It’s 12:27 on a Sunday Night. I should be asleep, not writing on a blog. I’ll be up in five and half hours. Why am I on this? To be honest, I don’t know. I think I’m kind of addicted to writing. That could be credited to my Writing 121 teacher who sparked a newfound appreciation for the art, or it could just be me. Maybe I’ve always been interested in writing and now is the first time I’ve demonstrated it in a public manner. Except I’ve never had a journal, so it hasn’t presented itself in a private manner, either.
Nonetheless, I’m addicted. The feeling of taking an amazing picture is something I cherish; the feeling after you snap a breathtaking photo I would want to relive for the rest of my life. The same goes for when you finish a piece of writing. Just last Friday, I turned in a 3,850 word essay in. And just last night (three hours ago), I turned in a 1,000 word reflection for it. One would think that I’m tired of writing, yet here I am.
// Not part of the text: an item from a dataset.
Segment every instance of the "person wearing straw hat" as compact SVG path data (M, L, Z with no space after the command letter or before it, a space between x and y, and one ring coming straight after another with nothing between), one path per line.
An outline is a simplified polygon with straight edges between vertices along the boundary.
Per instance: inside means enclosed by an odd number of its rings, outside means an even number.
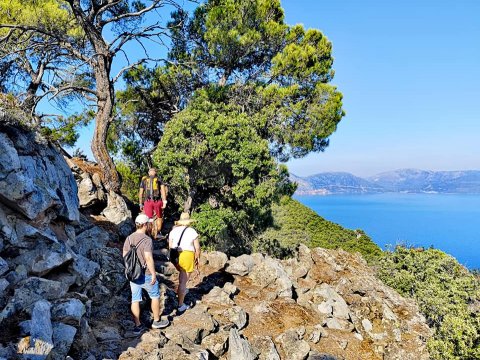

I keep coming back. I’d hesitate to say writing and photography is my drug because I’ve never experienced the effects, but I’d say it’s close. When I finished my essay, I was relieved. I was happy. I was eager–eager to write more.
Not write more essays. Don’t get it twisted.
Write more. Write more on this. Write more in a journal. Write more in a place where I could write anything I wanted and not have to fit into guidelines.
I think I’m becoming addicted to writing.